Strictly Speaking: A Column

Elaina Martin, Editor-in-Chief

 

   I never, ever thought I would say this, but I actually miss the crawl out of the UC High parking lot after school. I used to curse the seemingly endless onslaught of cars snaking through every single exit and would race to my car after my last class of the day, crossing my fingers in hopes that I would beat the traffic (but that never actually worked).

   It was slow and irritating and all I wanted to do was get home after an exhausting day of classwork. However, I don’t think I ever appreciated how cathartic the drive home from school really was. Looking back on it, my sister and I actually had a good time and to this day repeat dumb inside jokes we created on the drive home.

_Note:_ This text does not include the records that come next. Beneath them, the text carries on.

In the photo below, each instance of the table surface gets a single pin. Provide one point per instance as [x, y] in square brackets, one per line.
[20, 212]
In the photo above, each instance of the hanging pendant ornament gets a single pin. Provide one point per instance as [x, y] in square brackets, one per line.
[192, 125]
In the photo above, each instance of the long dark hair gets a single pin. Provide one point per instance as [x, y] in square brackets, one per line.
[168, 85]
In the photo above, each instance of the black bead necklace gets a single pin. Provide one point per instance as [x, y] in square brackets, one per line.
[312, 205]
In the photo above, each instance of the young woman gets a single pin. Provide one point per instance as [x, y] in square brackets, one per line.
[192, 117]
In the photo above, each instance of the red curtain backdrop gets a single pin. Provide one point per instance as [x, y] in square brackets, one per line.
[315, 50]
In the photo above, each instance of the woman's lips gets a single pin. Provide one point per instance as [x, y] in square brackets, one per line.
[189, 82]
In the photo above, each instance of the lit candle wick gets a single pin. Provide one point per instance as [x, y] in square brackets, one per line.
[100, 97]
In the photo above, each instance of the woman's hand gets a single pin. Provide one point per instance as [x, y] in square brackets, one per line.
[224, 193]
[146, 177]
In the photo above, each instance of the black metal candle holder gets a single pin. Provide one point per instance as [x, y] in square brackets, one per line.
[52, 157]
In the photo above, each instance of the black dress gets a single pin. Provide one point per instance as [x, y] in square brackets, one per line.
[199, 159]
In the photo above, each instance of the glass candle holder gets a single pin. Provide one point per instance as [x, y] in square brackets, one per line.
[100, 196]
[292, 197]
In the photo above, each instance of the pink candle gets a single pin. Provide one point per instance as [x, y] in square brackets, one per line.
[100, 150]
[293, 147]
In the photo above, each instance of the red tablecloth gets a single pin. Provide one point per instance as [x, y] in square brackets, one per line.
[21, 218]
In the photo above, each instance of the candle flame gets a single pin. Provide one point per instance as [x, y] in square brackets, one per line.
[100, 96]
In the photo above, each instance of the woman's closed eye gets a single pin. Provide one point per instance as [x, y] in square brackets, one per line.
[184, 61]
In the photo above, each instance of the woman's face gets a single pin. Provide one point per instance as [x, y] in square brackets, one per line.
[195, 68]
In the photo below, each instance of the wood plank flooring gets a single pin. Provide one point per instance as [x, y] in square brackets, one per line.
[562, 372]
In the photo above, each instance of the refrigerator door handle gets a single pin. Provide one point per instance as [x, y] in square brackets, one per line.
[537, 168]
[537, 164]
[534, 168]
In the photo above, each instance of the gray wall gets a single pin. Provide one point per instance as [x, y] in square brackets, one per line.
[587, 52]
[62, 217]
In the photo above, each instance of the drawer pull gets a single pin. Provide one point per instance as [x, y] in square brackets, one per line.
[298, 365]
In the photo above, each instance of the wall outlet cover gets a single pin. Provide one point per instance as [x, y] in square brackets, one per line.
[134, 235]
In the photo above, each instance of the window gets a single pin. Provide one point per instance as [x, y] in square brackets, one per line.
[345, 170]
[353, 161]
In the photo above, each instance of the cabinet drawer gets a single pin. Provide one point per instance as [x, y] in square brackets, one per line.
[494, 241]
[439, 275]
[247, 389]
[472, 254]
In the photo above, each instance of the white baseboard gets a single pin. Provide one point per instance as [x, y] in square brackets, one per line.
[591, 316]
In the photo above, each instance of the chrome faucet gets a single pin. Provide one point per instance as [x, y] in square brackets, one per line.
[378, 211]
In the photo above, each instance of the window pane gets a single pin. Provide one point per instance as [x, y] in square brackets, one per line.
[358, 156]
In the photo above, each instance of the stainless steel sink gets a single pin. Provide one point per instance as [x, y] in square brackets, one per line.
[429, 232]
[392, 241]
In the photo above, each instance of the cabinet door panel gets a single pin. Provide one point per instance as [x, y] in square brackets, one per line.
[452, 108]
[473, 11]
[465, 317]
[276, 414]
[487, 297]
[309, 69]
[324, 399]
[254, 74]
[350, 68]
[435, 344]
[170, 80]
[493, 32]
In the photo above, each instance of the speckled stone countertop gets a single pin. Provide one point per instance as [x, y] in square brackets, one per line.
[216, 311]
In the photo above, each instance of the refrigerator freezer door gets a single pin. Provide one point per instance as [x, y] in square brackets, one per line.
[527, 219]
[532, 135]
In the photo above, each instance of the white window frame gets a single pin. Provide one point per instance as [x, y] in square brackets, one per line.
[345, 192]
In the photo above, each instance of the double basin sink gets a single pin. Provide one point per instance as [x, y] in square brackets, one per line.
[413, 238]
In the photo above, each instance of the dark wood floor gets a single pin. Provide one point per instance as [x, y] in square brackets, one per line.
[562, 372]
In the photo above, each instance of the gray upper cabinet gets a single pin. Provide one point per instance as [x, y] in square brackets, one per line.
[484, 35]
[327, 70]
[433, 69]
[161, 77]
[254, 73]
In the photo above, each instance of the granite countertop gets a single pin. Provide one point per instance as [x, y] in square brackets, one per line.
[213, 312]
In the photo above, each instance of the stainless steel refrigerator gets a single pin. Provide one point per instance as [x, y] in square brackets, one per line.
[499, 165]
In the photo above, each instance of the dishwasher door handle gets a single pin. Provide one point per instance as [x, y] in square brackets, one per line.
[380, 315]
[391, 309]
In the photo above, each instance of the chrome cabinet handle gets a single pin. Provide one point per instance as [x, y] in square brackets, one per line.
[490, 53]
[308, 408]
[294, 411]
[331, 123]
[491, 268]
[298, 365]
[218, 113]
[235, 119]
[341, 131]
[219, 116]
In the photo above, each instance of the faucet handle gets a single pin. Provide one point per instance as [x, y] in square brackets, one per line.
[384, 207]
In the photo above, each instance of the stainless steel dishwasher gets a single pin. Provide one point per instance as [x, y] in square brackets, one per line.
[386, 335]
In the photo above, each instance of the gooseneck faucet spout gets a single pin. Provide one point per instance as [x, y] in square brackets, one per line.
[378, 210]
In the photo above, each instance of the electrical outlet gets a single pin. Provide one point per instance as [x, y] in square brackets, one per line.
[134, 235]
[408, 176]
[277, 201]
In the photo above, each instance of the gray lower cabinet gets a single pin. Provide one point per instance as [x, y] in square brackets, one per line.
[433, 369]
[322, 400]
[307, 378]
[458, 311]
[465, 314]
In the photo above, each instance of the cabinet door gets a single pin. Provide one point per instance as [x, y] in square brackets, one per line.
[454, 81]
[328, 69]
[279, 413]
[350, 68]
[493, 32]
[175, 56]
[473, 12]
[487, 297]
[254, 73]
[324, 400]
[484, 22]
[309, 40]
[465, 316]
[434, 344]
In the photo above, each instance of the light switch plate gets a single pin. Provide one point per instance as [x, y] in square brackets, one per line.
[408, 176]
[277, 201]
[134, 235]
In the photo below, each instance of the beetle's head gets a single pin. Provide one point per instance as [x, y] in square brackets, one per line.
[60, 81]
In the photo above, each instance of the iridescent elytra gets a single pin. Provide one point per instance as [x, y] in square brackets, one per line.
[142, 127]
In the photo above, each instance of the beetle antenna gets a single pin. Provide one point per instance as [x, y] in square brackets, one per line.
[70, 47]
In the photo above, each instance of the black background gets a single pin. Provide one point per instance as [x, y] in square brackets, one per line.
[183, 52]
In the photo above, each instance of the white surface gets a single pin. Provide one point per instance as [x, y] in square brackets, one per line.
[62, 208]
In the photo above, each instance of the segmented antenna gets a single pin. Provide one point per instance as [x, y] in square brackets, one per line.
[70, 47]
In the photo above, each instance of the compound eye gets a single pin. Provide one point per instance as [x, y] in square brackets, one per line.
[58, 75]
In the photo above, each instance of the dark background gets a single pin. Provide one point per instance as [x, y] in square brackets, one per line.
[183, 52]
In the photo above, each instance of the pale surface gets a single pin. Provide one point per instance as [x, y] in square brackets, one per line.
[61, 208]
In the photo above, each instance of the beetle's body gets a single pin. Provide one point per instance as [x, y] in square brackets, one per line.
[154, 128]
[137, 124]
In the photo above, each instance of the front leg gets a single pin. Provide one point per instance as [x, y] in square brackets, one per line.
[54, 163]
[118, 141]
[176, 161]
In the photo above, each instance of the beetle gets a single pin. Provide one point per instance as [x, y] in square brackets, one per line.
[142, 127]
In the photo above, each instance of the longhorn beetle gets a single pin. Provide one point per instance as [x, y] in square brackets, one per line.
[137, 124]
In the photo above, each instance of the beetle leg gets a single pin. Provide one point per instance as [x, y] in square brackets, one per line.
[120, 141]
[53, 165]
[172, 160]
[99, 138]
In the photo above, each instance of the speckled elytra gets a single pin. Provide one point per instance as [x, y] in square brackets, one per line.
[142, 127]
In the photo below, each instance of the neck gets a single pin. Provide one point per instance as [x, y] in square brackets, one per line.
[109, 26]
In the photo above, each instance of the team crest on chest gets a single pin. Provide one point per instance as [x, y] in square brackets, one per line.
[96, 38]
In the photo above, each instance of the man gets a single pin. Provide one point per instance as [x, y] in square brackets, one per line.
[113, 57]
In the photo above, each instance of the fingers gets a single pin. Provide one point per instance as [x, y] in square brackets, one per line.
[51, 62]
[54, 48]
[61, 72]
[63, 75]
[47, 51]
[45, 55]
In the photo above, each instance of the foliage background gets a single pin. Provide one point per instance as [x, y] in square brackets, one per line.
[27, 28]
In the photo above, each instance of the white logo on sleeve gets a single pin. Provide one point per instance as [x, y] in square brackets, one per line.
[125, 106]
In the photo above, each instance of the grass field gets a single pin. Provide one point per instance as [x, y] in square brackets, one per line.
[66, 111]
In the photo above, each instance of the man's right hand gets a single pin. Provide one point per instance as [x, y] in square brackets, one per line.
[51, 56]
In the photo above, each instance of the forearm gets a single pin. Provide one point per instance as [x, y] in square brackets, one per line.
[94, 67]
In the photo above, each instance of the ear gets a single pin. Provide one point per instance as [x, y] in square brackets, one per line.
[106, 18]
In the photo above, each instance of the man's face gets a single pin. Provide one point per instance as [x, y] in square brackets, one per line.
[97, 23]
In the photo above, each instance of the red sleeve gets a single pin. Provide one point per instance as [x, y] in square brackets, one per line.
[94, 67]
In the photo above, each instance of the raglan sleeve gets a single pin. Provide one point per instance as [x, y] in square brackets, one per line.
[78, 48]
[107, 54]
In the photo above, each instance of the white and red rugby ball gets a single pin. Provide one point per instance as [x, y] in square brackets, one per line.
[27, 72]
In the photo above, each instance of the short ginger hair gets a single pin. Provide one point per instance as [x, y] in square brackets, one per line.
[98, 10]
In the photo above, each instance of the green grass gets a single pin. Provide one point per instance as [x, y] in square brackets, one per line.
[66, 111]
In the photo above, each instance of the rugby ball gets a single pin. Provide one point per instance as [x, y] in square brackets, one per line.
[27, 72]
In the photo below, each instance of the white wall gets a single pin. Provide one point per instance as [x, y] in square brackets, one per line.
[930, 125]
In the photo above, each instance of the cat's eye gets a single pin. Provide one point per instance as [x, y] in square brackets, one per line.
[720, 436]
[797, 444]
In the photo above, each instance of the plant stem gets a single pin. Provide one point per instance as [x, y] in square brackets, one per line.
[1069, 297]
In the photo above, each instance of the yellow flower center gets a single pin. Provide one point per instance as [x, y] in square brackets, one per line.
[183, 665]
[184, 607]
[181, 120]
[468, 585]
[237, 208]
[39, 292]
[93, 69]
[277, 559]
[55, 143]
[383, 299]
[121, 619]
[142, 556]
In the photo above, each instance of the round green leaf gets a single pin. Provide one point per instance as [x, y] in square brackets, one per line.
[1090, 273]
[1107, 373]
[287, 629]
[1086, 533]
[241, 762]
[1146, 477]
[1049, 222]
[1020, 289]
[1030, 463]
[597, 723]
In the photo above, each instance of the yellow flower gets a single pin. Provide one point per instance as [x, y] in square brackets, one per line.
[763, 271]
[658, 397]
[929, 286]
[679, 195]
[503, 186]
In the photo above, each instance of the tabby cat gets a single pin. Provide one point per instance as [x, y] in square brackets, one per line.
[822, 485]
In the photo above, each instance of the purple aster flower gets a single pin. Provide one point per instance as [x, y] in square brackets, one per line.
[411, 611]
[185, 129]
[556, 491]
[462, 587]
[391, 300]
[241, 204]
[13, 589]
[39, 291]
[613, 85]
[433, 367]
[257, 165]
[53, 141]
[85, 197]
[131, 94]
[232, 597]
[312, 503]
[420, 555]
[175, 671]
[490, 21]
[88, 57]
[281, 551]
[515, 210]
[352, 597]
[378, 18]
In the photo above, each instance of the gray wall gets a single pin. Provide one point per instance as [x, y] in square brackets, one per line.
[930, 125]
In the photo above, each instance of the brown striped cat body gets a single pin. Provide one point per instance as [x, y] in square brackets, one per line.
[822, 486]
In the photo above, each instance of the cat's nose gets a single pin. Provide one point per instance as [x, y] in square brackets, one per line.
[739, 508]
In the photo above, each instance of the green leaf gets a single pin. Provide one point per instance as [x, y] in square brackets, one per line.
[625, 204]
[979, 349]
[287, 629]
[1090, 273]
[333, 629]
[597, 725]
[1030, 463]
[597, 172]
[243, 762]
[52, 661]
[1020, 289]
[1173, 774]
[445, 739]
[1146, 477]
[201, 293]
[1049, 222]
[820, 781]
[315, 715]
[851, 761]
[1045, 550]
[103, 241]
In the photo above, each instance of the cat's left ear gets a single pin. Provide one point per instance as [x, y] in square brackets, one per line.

The drive was like a divide between school and home — a chance to get into a different mindset and relax — which is something I don’t really have anymore. 

   While missing driving home from school is definitely one of the weirder feelings to come out of the pandemic, it’s not the only thing from school that I miss. Obviously, I miss hanging out indoors, un-socially distanced from my friends, in addition to being able to complete my assignments on paper (screen fatigue is the worst). I’m also disappointed that I don’t really get to know my teachers super well and I’m especially depressed that we can’t have a physical paper this year here at the Commander.

   And while I know how lucky I am to be able to safely work from home with relative ease, it’s still tough to handle all of the disappointments that have already come out of this new year and the one previous — because pretty much everything sucks. 

   The truth is, it’s barely the end of the first full semester and I’m already burnt out. Dragging myself out of bed and onto Zoom in the mornings gets harder every day and I believe myself less and less every time I say that we’ll make it back onto campus before graduation. In my previous columns, I really tried my best to be positive and find the silver lining, the good side. But for this, that’s really tough to do. 

   These days are seeming awfully close to the Greek myth of Pandora and her jar, filled to the brim with monsters, plagues, and devastation. Between insurrection, political turmoil, an endless pandemic, and a host of other problems, it sure as hell feels like someone tipped the jar over and hasn’t tried very hard to get the lid back on. But in the myth, one thing never left the jar at all — and that was hope. 

   In acknowledging the weirdness and the disappointment, I’m able to let some of it go and allow myself to be accepting of the circumstances and hopeful, because I am hopeful that we’ll be able to make it back to school in the upcoming months, hopeful that the vaccine will become more widely available, hopeful that we will be able to make it back to some semblance of normal life. There’s a lot I miss and a lot I’m disappointed by, but at the bottom of it all I still have hope for the future, which — for now — is enough.